Am Dienstag, 3. September 2019, 10:49:48 schrieb Jason L Tibbitts III:
> >>>>> "JLT" == Jason L Tibbitts <tibbs@xxxxxxxxxxx> writes:
> JLT> Certainly a server reboot, or maybe even just
> JLT> unmounting and remounting the filesystem or copying the data to
> JLT> another filesystem would tell me that. In any case, as soon as I
> JLT> am able to mess with that server, I'll know more.
>
> Rebooting the server did not make any difference, and now more users are
> seeing the problem. At this point I'm in a state where NFS simply isn't
> reliable at all, and I'm not sure what to do. If Centos 8 were out,
> I'd work on moving to that just so that the server was a little more
> modern. (Currently the server is Centos 7.) I guess I could try using
> Fedora, or installing one of the upstream kernels, just in case this has
> to do with some interaction between the client and the old RHEL7 kernel.
>
> I do have a packet capture of a directory listing that fails with EIO,
> but I'm not sure if it's safe to simply post it, and I'm not sure what
> tshark options would be useful in decoding it.
>
> I do know that I can rsync one of the problematic directories to a
> different server (running the same kernel) and it doesn't have the same
> problem.

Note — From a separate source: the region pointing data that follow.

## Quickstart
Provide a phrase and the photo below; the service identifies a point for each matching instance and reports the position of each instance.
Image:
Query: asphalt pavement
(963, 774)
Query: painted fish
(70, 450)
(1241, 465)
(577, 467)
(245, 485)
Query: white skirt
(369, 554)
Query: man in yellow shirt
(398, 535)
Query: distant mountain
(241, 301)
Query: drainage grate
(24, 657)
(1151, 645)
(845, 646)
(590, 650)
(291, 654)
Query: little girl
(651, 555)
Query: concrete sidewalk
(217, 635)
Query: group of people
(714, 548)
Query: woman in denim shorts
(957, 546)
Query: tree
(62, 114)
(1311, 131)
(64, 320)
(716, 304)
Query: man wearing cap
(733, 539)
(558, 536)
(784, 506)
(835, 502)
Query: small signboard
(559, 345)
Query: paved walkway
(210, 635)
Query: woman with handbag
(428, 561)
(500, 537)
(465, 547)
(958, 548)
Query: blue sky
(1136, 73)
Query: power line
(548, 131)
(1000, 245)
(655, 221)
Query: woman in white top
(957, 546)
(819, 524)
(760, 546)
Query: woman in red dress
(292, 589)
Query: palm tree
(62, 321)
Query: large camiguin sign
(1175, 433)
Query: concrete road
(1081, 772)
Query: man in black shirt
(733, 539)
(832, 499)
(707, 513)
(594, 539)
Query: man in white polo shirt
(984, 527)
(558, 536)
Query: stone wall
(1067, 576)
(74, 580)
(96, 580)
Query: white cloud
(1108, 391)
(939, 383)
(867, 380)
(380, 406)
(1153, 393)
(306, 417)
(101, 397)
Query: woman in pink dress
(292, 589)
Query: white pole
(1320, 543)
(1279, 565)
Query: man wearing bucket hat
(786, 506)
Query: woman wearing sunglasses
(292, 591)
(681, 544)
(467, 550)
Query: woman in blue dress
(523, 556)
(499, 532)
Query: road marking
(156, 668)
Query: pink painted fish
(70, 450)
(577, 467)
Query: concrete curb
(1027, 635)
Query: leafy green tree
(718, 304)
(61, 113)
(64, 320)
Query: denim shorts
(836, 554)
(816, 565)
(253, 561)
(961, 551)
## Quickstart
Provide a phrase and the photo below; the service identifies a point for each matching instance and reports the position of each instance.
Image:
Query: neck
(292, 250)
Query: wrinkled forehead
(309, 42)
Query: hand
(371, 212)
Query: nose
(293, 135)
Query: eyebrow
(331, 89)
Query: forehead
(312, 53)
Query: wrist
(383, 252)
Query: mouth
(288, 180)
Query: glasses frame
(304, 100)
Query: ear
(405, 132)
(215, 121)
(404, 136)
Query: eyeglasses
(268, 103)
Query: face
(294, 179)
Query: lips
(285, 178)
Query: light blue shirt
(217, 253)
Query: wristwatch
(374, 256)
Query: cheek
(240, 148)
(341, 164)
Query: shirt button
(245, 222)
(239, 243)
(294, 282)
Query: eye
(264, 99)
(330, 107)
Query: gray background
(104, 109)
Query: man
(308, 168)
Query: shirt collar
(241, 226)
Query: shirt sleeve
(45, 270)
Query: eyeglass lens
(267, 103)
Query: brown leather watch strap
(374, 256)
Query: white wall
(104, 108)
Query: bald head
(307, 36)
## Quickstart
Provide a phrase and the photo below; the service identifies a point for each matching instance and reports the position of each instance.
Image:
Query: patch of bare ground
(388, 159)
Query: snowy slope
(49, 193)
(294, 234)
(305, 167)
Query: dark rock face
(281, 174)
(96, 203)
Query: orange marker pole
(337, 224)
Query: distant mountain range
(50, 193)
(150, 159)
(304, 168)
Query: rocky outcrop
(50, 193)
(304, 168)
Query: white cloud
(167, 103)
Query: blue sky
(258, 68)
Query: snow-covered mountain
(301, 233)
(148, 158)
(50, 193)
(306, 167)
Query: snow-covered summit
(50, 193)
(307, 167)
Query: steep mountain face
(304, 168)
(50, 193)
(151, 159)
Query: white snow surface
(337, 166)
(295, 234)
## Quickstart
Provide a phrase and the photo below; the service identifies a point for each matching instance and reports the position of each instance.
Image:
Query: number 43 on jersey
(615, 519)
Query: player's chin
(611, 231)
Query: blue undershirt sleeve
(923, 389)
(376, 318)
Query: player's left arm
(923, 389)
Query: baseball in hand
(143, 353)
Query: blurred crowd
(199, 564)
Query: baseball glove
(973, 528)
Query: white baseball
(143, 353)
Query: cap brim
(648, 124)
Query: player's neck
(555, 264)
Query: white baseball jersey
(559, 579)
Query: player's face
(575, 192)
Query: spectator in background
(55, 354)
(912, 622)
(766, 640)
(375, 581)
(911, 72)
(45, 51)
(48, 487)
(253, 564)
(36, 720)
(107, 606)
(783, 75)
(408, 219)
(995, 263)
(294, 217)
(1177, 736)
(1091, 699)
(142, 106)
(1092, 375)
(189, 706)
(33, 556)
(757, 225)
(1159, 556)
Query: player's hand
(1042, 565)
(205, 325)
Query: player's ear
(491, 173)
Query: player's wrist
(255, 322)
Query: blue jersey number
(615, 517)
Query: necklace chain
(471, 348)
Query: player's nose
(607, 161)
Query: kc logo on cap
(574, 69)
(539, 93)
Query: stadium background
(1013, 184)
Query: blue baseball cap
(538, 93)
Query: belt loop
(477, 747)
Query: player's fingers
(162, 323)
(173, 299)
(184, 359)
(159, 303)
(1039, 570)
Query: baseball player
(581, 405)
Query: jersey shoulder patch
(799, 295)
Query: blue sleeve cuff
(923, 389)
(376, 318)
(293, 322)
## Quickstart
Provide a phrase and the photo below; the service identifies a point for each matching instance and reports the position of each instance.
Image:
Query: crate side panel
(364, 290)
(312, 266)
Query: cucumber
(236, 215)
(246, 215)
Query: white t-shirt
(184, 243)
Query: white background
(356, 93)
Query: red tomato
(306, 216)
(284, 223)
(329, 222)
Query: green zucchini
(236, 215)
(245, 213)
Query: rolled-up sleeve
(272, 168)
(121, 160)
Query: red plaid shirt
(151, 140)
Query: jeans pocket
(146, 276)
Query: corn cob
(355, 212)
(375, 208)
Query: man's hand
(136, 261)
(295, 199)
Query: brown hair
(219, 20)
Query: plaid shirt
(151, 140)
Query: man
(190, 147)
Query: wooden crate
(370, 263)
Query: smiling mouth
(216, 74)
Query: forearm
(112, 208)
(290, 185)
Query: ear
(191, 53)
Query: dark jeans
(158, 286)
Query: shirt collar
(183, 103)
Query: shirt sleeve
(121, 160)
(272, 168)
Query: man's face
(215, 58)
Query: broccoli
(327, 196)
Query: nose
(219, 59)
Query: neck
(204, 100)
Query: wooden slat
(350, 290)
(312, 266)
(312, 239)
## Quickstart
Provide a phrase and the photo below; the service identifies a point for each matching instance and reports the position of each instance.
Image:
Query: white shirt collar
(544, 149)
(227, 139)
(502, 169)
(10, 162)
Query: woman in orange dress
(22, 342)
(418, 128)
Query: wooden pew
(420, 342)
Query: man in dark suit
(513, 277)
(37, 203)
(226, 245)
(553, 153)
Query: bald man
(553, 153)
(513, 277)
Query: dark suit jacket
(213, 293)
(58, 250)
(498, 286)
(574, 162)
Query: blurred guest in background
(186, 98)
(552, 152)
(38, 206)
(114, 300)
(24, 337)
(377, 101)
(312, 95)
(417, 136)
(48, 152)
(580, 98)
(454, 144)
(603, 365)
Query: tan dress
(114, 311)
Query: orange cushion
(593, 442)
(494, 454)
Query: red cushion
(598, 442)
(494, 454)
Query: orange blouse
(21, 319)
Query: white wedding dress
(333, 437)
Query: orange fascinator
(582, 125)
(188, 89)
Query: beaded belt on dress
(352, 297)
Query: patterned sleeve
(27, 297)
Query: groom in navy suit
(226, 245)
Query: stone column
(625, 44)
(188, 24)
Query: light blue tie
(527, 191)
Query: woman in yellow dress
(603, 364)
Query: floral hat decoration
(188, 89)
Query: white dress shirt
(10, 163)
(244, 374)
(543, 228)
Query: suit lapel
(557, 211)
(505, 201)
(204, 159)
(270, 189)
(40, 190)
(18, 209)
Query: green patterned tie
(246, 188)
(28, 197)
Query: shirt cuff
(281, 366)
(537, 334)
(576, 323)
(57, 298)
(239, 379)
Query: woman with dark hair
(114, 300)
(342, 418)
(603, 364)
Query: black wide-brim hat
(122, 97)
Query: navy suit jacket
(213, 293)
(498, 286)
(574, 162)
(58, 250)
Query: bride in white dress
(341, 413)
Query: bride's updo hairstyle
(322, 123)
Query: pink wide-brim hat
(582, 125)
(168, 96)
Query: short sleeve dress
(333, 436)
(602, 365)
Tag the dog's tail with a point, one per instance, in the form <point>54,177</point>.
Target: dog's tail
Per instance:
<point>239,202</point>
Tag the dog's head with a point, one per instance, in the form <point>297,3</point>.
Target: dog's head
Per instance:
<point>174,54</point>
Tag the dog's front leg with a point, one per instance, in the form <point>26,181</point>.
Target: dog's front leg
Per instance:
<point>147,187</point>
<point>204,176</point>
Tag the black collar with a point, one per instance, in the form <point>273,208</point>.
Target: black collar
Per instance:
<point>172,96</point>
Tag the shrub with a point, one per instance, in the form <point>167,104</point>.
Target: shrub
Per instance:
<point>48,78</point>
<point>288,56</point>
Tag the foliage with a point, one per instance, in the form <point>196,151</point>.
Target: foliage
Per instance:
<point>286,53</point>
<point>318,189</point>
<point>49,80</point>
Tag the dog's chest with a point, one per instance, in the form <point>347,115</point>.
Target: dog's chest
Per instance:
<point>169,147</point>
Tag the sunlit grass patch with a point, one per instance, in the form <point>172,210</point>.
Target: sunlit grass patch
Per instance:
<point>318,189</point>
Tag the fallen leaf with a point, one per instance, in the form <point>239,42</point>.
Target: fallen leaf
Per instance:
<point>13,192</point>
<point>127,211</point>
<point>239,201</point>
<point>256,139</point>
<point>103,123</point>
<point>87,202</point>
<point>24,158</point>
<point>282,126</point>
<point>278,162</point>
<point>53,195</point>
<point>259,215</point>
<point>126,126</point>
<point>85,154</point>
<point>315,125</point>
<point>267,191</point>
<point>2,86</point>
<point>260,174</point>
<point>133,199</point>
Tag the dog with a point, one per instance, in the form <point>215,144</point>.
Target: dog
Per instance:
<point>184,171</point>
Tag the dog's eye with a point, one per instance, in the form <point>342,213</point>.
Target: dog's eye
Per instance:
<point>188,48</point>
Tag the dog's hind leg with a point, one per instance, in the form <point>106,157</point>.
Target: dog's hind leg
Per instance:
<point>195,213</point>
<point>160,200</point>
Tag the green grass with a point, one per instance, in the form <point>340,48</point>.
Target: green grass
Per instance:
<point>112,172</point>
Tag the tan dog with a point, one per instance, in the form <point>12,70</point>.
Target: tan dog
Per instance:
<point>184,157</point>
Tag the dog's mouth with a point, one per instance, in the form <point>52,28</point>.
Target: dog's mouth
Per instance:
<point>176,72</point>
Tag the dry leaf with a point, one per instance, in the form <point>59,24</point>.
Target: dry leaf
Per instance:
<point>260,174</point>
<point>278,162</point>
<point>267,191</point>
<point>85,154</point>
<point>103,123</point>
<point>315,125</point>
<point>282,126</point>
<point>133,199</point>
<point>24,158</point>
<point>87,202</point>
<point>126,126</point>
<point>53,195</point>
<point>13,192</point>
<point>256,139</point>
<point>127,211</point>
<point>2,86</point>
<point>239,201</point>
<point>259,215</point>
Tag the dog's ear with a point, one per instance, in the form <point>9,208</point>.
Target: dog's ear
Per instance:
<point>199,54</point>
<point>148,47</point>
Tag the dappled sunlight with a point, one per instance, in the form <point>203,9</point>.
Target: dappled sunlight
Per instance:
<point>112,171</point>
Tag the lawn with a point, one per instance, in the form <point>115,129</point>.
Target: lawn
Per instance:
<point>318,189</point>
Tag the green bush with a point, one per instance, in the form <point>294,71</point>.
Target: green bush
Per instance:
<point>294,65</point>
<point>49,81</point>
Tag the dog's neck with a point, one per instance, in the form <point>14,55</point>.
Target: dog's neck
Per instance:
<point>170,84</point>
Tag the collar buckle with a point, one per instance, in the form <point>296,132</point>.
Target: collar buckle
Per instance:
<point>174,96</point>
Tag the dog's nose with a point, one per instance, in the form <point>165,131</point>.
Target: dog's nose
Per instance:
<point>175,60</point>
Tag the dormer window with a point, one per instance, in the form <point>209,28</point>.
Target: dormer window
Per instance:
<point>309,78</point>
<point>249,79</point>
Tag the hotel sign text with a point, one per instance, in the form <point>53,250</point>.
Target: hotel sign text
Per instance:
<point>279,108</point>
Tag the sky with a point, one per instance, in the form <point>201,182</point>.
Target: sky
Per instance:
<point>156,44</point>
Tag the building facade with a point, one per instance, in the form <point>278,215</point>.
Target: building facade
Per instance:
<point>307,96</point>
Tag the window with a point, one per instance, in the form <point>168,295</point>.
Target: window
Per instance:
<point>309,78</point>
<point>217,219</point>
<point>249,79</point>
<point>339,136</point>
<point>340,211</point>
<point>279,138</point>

What I'll try next is rsyncing to a different filesystem on
> the same server, but again I'll have to wait until people log off to do
> proper testing.
>
> - J<

What filesystem do you use on the server? xfs? If yes, does it use 64bit
inodes (or started to use them)? Do you set a fsid when you export the
filesystem?

Regards,
--
Wolfgang Walter
Studentenwerk München
Anstalt des öffentlichen Rechts